So if you're indexing the files /foo/bar/baz/*.html, and these
files happen to be accessible by URLs like
"http://tachyon.eng/baz/*.html", you would TRIM /foo/bar/baz/
and use a urlprefix of http://tachyon.eng/baz/.
Here's a real-world example, for the Java spec:
java javaindex -db JAVA_SPEC \
-trimprefix /net/tachyon/export/disk1/Mosaic/docs/spec/ \
-urlprefix http://tachyon.eng/spec/ \
/net/tachyon/export/disk1/Mosaic/docs/spec/*.html
path_prefix is the string that should be prepended to the "filename"
of each individual Doc in this database, to construct a valid
fully-qualified pathname. For example, you might index all the
files in the current directory like this:
java javaindex -db FOO -fileprefix /full/path/to/this/dir/ *
url_prefix is the string that should be prepended to the "filename"
of each individual Doc in this database, to construct a valid
URL pointing to that document. See above for an example.
url_prefix and path_prefix may be used together, although in
general a Database will either be full of HTML files (in which
case they are always going to be accessed as URLs) or full of
plain text files (in which case path_prefix should be used,
since the documents will be read as regular files).
description is a human-readable description of this database.

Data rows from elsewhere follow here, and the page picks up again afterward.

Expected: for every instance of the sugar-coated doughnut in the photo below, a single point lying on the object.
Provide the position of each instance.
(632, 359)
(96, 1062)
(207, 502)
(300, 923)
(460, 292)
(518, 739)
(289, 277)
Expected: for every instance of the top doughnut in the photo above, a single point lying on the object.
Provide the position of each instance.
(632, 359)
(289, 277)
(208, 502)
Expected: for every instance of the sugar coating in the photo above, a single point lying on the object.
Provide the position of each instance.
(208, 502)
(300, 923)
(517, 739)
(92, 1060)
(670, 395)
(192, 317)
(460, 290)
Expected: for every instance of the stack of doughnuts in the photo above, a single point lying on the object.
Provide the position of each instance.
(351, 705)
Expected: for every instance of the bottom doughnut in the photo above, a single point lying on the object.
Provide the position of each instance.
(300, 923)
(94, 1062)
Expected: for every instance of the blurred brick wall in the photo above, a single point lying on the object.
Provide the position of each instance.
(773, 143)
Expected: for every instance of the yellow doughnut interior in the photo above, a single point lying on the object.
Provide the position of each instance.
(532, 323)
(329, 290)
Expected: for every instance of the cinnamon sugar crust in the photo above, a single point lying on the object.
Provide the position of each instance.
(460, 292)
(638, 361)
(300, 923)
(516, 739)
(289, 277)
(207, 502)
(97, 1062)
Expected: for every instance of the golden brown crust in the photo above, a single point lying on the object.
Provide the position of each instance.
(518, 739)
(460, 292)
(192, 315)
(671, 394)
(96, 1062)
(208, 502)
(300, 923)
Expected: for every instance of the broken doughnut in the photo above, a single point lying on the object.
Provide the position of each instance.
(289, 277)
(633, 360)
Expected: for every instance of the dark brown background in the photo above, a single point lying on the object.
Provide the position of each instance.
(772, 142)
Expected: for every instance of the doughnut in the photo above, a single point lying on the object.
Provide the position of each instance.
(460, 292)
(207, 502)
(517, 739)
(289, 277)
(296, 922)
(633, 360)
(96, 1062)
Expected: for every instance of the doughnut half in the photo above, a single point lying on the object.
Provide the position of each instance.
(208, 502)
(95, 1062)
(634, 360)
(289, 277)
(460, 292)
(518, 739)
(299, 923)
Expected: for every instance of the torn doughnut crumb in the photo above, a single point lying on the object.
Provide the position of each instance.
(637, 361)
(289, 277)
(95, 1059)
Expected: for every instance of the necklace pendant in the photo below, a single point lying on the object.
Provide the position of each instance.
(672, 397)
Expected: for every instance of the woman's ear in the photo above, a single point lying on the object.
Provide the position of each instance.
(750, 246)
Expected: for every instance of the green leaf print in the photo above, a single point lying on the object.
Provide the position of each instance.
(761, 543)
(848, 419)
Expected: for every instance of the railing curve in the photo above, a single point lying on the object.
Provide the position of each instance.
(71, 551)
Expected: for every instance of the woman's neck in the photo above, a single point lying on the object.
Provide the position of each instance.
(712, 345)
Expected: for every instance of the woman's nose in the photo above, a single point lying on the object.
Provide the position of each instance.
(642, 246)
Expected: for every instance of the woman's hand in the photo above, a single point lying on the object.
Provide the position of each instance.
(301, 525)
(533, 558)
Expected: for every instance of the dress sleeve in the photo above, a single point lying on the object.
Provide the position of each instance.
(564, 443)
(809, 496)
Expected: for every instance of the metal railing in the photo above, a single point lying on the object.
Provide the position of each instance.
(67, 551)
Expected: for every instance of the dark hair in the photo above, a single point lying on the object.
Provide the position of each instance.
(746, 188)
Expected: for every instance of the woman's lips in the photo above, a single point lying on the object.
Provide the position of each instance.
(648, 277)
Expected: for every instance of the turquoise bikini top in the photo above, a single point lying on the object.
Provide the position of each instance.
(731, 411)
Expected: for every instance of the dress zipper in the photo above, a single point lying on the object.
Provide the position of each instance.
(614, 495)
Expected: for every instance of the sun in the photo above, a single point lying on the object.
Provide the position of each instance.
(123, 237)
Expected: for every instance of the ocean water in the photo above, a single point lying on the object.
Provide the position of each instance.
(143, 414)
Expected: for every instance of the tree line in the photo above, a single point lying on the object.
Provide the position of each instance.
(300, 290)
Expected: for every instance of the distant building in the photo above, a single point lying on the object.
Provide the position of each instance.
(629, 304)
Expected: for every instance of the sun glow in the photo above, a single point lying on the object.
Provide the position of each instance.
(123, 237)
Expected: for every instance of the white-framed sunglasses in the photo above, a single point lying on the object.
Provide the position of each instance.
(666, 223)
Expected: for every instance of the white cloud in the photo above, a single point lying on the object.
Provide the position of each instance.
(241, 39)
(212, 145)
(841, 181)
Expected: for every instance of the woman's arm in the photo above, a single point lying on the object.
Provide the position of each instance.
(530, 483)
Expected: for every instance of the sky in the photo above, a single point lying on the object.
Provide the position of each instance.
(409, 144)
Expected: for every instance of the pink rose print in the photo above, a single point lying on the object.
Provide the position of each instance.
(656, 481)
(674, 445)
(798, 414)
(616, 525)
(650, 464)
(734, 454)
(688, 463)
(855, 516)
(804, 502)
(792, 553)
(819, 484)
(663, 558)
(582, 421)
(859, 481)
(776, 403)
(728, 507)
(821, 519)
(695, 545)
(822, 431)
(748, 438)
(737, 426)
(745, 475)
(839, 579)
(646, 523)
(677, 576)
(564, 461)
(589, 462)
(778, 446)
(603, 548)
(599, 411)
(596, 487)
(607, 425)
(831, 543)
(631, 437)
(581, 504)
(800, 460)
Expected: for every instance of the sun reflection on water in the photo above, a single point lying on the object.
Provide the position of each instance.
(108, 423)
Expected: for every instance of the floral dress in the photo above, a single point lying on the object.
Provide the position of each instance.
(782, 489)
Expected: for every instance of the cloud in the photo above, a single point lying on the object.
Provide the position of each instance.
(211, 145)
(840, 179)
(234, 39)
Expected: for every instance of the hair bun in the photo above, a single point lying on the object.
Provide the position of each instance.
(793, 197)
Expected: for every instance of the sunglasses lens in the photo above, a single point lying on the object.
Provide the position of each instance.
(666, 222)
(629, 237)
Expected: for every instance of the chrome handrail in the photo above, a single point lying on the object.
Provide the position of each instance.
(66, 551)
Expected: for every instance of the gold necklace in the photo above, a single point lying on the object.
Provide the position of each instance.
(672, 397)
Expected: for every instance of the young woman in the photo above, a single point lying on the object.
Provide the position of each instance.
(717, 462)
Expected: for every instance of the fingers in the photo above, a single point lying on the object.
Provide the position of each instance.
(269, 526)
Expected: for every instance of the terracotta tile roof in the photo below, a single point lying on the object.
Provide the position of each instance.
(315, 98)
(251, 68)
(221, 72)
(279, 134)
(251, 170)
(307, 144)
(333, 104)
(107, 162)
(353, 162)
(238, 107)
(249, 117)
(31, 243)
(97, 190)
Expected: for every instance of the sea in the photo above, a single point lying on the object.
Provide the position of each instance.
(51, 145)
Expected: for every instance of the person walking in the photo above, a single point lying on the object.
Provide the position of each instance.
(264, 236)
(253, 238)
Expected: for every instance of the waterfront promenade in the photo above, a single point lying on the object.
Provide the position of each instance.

filename ... This is the list of documents to index. These
filenames must be either absolute pathnames, or relative to the
current directory, although remember the "path_to_trim" string
is stripped off all filenames before they're stored in the
Database.
Sorry if the path_to_trim/path_prefix/url_prefix stuff is confusing;
note that WAIS does it the same way, though. Look for my notes on
"WAIS's URL type" in /net/barchetta/opt/wais/README.
Javaindex prints out a bunch of useful statistics when it finished
creating a database.
----- (2) Searching an JavaSearch database from your program -----
First of all, look at the program "javasearch.java": this is a very
simple command-line interface to perform searches on an JavaSearch
database. It demonstrates how to open a database, do a search, and
look at the results.
In a nutshell, you do the following to perform a search:
Database db = Database.OpenDatabase(database_name);
Searcher searcher = new Searcher(db);
DocList resultList = searcher.doSearch(query_string);
Now, use the DocList.getDocAt() method to look at the individual Doc
objects in the result list. For any Doc, you can get the headline
(doc.headline), or a URL for the Doc (db.docURLPrefix+doc.filename),
or a full pathname for the Doc (db.docPathPrefix + doc.filename).
A Query string is a simple boolean expression, like (for example)
"method and matching". Boolean operators "and", "or" and "not" are
allowed. Precedence is a trivial left-to-right evaluation;
parentheses are not supported. See the big doc comment for the
doSearch() method in Searcher.java for all the details.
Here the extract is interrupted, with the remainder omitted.